Kibble is Scotland’s national specialist provider of services for young people. One of Scotland’s oldest charities, and today a leading social enterprise. It provides training for around 500 staff and 40 volunteers at three different sites. Read on to find out more from Fiona Sinclair, Employment Support Service Manager at Kibble.
Tell us about your eLearning journey at Kibble
Our eLearning journey is just beginning, but we hope to revolutionise our training through using this delivery method as part of our extensive training programme. At this stage we are picturing the finished article and planning how to enthuse staff about the place for eLearning in their everyday work.
How do you maintain a consistent approach to Learning?
We’re based in Paisley, Scotland – although we do have three separate sites where eLearning will be undertaken. The online courses will be developed by a team of three, working closely together to ensure each course is consistently suited to its audience as well as to the content. Whilst we want the series of courses to be connected in look and usability we also want each to be able to engage the user on its own merits – staff are likely to be taking a number of courses online so we don’t want them all to have the same format.

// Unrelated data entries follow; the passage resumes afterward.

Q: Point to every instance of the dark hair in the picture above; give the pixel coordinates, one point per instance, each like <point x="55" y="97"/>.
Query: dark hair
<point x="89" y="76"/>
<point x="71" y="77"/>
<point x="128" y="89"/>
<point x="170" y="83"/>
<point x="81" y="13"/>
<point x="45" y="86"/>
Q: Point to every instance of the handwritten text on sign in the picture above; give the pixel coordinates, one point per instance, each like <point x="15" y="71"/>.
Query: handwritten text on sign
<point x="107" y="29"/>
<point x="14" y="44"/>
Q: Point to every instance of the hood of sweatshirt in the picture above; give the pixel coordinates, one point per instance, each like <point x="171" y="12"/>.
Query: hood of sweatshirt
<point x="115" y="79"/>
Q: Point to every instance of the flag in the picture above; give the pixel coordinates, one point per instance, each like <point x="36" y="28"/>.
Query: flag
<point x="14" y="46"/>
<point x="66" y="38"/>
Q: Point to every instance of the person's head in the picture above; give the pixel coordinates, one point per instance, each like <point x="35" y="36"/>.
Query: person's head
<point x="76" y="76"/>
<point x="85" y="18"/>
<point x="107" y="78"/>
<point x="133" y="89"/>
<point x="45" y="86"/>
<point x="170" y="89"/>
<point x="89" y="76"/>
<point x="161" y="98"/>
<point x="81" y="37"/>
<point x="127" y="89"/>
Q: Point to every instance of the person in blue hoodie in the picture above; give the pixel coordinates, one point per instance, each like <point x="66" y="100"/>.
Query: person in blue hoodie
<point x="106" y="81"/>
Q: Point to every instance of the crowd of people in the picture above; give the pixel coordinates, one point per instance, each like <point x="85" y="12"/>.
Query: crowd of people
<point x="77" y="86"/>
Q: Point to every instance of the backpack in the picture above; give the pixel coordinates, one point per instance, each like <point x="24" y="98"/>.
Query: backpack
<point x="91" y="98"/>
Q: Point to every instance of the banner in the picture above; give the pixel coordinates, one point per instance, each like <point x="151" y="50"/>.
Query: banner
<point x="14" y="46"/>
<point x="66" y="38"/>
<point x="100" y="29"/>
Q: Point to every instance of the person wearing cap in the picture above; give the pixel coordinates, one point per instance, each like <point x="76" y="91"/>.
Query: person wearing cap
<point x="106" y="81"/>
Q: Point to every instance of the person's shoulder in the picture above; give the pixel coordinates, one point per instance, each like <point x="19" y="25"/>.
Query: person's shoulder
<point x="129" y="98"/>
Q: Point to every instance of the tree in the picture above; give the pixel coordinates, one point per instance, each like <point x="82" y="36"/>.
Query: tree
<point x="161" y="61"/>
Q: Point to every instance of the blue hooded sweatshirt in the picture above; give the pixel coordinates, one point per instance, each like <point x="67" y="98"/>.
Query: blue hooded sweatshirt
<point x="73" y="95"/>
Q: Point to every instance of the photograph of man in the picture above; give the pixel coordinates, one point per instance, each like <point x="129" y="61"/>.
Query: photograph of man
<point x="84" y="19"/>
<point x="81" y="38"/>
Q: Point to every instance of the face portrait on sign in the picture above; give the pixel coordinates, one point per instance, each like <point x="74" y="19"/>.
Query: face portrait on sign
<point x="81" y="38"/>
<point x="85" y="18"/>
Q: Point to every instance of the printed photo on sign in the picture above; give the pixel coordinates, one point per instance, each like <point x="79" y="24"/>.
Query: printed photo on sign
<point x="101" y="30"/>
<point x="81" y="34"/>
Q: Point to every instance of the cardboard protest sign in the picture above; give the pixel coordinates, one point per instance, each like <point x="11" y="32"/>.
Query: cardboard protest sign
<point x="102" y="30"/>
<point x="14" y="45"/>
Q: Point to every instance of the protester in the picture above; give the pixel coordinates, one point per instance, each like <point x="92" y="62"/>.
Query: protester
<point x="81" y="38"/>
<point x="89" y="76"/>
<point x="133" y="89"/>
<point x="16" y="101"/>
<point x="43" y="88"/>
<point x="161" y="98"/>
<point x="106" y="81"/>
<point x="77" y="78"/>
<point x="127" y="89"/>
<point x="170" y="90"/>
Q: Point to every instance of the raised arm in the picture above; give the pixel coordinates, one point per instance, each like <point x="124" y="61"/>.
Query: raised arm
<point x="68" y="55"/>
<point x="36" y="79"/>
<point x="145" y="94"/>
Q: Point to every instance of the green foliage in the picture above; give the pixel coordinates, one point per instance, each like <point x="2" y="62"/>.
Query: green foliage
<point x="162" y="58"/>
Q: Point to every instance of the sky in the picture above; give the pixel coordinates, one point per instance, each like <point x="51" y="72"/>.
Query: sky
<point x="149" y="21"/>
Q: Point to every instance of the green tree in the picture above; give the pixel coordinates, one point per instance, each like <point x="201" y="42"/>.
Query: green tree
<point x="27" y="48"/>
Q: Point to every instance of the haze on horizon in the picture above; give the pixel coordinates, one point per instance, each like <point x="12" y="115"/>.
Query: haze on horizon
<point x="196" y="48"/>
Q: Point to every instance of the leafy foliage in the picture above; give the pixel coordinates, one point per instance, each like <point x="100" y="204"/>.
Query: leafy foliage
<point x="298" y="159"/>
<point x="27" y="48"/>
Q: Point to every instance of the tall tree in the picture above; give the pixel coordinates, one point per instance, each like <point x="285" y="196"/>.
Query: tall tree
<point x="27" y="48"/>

What’s your greatest eLearning challenge?
At this point, everything! We’re very excited about the work we are soon to undertake and I believe we will be able to meet our objectives as we have the full support of the HR department and senior management team. I suspect our biggest challenge will be to engage a large and demographically varied staff group.
Where do you get your ideas and inspiration for your role?
As many places as possible – other websites (not always eLearning), text books, TV shows, children’s books (often very creative in the transfer or knowledge), other training we have enjoyed ourselves.
Are volunteer’s part of your L&D strategy and if so how do you gain buy-in when there is no financial incentive for CPD?
Volunteers are very much part of our strategy and our volunteer programme is quite extensive with a rigorous recruitment programme. We find that buy-in from volunteers comes very easily – they know there will be a comprehensive training schedule, which is part of their role anyway, and their expectations of what that will entail are clear at the outset. I think given the nature of the work they are volunteering for i.e. working with vulnerable young people, makes them an enthusiastic bunch anyway!
What learning technologies are catching your eye and why?
We’re just starting to use Articulate Storyline which I am really enjoying. It seems very easy to use, it has loads of methods to convey content, and I particularly like that you can import existing resources from a number of other programmes. I am also very keen to make good use of tablet and smart phone technology in our programmes.
What excites you for the future of eLearning?
Everything! To be able to focus completely on this for the next few months makes it very appealing and working in a small team on a big project should allow us to be as effective as we can throughout the process.
What three tips would you share with others, from your experience?
- Get commitment from the top-down – it’s an expensive and time-consuming business to begin with
- Take advice from The Charity Learning Consortium staff and fellow charity L&D professionals
- Be prepared to fall off the wagon a few times! If you’re a member of the Consortium you’ll find that you’ll get back on more easily if you keep going to their Member Seminars.
What are the benefits of being part of The Charity Learning Consortium?
As well as the above, getting ideas, meeting others who have, or are currently facing, the same problems as you and getting resources from others who are delivering similar training are invaluable. Taking part in the Consortium’s Global Giveback project with Virgin Media is also really exciting – this has great potential to help us, with no financial outlay for the charity whatsoever.